Über den Tod einer Berliner Rentnerin nach der polizeilichen Räumung ihrer Wohnung

Räumungsfähig bis zum Tod

Die Verwertung des Werts kostet manche Mieter ihre Wohnung. Eine schwerbehinderte Berliner Rentnerin hat sie das Leben gekostet.

»An gebrochenem Herzen« sei Rosemarie F. gestorben, schrieb der Berliner Kurier. Dabei ist die Todesursache noch gar nicht bekannt, die Frau soll erst noch obduziert werden. Bekannt ist hingegen, wie ihre letzte Lebenszeit verlief: Die schwerbehinderte 67jährige Berliner Rentnerin wurde am 9. April mit Hilfe eines Aufgebots von 140 Polizisten aus ihrer bisherigen Wohnung vertrieben. Es war der dritte Räumungsversuch, Räumungsgegner konnten die vorherigen Versuche vereiteln. Zwei Tage nach der Räumung starb Rosemarie F. in einer Kältestube.
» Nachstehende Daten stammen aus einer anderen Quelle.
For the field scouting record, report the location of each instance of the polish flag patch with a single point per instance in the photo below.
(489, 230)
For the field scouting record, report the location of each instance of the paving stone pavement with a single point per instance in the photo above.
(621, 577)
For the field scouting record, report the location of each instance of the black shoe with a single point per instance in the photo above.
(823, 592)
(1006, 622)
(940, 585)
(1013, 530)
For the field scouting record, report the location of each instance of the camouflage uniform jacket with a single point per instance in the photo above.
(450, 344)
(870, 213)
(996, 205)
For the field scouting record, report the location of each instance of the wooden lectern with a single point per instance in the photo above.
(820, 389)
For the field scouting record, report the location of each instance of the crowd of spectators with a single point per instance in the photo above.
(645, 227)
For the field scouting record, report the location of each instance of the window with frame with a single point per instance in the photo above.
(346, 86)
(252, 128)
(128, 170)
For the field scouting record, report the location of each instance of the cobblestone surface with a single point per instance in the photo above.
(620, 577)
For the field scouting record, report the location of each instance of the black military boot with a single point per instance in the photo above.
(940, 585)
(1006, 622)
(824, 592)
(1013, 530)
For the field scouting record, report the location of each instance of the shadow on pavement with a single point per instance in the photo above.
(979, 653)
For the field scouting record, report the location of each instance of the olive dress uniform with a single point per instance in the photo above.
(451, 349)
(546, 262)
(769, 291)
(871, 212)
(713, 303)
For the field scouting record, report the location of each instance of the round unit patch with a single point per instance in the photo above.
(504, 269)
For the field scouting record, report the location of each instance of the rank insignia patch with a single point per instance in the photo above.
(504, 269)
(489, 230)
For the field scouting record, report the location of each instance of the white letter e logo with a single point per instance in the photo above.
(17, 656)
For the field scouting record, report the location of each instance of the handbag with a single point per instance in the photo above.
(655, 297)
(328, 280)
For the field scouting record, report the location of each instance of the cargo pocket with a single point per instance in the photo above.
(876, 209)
F. habe zurückgezogen gelebt, die Wohnung verkommen lassen, den Kontakt mit der Vermieterin sowie mit dem Sozialamt verweigert, so dass dieses daraufhin die Mietzahlungen ausgesetzt habe, ist in der Presse zu lesen. Es ist unklar, ob der Mietrückstand oder die Tatsache, dass Nachbarn sich häufig über »Gestank« und das »Herumspielen an den Gasleitungen« beschwert hätten, wie Spiegel Online berichtete, der Grund für die Räumung war. Und es ist ebenso unerheblich wie die Frage, ob die Vermieterin das Geld oder das vermeintliche Wohl der Nachbarschaft im Blick hatte. Der Skandal bleibt: Eine alte, behinderte Frau wird auf die Straße gesetzt und stirbt kurz darauf.
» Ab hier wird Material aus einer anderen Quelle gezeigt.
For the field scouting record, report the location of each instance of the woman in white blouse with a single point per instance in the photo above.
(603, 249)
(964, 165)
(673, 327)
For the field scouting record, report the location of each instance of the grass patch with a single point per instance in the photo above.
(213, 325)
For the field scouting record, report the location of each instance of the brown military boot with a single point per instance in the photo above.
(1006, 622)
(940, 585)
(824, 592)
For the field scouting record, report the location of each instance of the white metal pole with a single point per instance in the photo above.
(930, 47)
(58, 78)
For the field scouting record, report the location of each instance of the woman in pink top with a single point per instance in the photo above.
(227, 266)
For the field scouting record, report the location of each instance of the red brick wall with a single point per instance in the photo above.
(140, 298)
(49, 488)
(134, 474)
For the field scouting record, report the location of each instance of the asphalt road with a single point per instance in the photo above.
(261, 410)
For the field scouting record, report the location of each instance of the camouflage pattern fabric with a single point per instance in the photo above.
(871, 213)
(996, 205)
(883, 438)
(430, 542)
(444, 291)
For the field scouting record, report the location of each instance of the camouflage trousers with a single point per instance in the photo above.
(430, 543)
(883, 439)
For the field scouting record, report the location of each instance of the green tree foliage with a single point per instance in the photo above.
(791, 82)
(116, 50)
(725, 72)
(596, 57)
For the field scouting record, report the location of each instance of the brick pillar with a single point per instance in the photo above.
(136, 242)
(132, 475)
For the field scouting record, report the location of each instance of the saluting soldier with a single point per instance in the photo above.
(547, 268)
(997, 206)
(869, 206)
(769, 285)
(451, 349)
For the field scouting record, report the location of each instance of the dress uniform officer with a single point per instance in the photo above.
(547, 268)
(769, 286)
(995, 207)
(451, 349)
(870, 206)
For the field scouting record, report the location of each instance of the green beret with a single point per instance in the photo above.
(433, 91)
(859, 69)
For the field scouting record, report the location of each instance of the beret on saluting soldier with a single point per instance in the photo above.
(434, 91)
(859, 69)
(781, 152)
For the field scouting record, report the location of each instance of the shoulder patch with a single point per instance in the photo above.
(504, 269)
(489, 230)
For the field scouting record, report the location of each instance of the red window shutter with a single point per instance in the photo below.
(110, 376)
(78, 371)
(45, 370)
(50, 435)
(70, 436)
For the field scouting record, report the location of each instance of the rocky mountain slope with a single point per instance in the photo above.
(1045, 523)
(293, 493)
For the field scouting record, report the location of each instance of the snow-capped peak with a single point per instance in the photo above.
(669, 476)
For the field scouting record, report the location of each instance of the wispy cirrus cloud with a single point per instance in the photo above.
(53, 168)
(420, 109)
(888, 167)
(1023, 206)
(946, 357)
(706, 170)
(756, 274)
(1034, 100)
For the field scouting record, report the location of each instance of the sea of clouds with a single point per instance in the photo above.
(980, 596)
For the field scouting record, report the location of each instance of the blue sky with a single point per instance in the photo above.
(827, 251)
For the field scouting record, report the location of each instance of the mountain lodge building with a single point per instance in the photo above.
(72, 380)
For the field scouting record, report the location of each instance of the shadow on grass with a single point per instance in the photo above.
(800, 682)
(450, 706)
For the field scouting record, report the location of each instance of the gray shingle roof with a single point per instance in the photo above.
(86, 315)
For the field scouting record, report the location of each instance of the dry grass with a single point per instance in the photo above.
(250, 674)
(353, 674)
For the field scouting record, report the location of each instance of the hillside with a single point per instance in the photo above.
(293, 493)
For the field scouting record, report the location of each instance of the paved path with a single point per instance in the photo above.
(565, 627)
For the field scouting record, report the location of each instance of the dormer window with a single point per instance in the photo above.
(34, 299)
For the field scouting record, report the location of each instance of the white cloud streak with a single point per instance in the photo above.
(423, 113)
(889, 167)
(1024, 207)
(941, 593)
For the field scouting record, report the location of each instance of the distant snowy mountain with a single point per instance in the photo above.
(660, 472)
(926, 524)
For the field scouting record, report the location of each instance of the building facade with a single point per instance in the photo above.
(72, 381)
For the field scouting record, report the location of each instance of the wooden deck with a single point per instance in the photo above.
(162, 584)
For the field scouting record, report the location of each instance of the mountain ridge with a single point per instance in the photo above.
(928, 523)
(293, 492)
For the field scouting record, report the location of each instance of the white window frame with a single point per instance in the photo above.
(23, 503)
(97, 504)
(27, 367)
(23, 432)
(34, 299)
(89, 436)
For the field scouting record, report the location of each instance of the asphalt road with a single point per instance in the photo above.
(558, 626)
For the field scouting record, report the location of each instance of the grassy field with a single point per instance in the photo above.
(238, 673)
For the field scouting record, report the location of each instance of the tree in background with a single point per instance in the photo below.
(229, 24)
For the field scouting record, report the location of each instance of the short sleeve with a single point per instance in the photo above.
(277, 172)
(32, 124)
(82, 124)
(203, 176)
Dieser Skandal sollte in allen Details geschildert werden. Denn nicht nur stellte das Sozialamt die Mietzahlung ein, obwohl die Behörde um den geistigen Zustand von Rosemarie F. wusste. Dem für die Räumung zuständigen Gericht lag zudem ein Attest vor, in dem ihr »Räumungsunfähigkeit« bescheinigt wurde. Das Gericht erkannte das Attest jedoch nicht an, weil es nur von einem Allgemeinarzt ausgestellt worden war. Es ließ das Eigentumsrecht durchzusetzen, wie es in der derzeit gängigen, auffallend vermieterfreundlichen Gerichtspraxis üblich ist.
An solchen Fällen zeigt sich, welche Aufgabe des bürgerlichen Staats den Vorrang hat: Um die Verwertung des Wertes zu gewährleisten, muss er die Eigentumsrechte schützen. Damit der kapitalistische Laden läuft, muss das wohlklingende Beiwerk, der vermeintliche Schutz der Schwachen, dran glauben, in diesem Fall: eine alte, behinderte Frau.
Entsprechend wütend sind die Reaktionen. Überall in Berlin finden sich kleine Schilder oder große Transparente, die Rosemarie F. gedenken. Am Wochenende demonstrierten über 1 ooo Menschen. Online sind unter annähernd jedem Ar­tikel zum Thema zornige Kommentare zu finden, in denen von »Hartz-Mord« oder »Klassenjustiz« die Rede ist. Dominic Grasshoff, der Gründer der »Kältenothilfe«, in der Rosemarie F. gestorben war, veröffentlichte ein Video auf Youtube, in dem er wütend Tränen vergießt, Revolution fordert und den Schuldigen droht.
Das revolutionäre Pathos mag abschrecken, ebenso wie die linke Neigung, Tote zu Symbolfiguren für die große Sache zu machen. Doch die Radikalisierung könnte etwas Gutes haben: Sie könnte dazu motivieren, den Fall tatkräftig und mit Nachdruck zu skandalisieren. Und vielleicht denkt mancher Richter in Zukunft doch lieber zweimal nach, bevor er eine alte, kranke Frau aus ihrer Wohnung werfen lässt.